Mathew Green, head of research at CBRE, a commercial real estate adviser, said the fall in oil prices and the resulting slowdown in hiring plans were behind lower growth rates in the market.

“During the last year, quarterly increases have generally ranged between two and three per cent, so this continues in Q2, although I think we will start to see this level of growth drop down further as we move through the rest of 2015. That’s just a reflection of the expected fallbacks in certain sectors, and a general stability within the market,” he said.

Green added that the lack of future supply would help stabilise the market in the face of slower demand.

In the residential sales sector, prices went down by one per cent quarter-on-quarter, signalling a slowdown in demand, MPM’s report said. Sales volumes were driven by institutional investors, as individual investors showed limited interest in Q2 2015.

Overall sales prices have declined by 10-13 per cent from their peak in the third quarter of 2014, with Saadiyat Beach Residence being the only exception with an eight per cent increase.

Paul Maisfield, chief executive officer of MPM Properties, said that the off-plan market has continued to witness strong investor interest, as developers like Aldar Properties and Bloom Properties recorded high sales volumes.

“[Such sales volumes] clearly highlight that a larger investor base can be attracted if lower down-payment options are offered as compared to the 25 per cent down payment currently required for completed units from buyers seeking mortgage,” Maisfield said.

He added, “Abu Dhabi’s market is maturing quickly and the free-zones continue to attract new businesses to Abu Dhabi. In addition, gross residential yields are stabilising between 6.5 to 7.5 per cent, which is attractive to most investors.”

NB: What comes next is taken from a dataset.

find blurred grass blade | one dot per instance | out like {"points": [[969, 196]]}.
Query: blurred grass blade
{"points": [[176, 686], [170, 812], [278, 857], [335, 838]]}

CBRE’s Green also said that external factors such as the stronger dollar, and uncertainty in Russia and Greece were harming inward investments. He expected the next 12 months to be flat across all sectors.

In the office segment, MPM Properties said that the market was likely to remain relatively inactive this year, due to weaker demand from the government sector and overall global economic sentiment.

However, Abu Dhabi’s free-zones are attracting new entities, with Abu Dhabi Global Market expected to play a significant role in attracting select fortune 500 companies into the capital.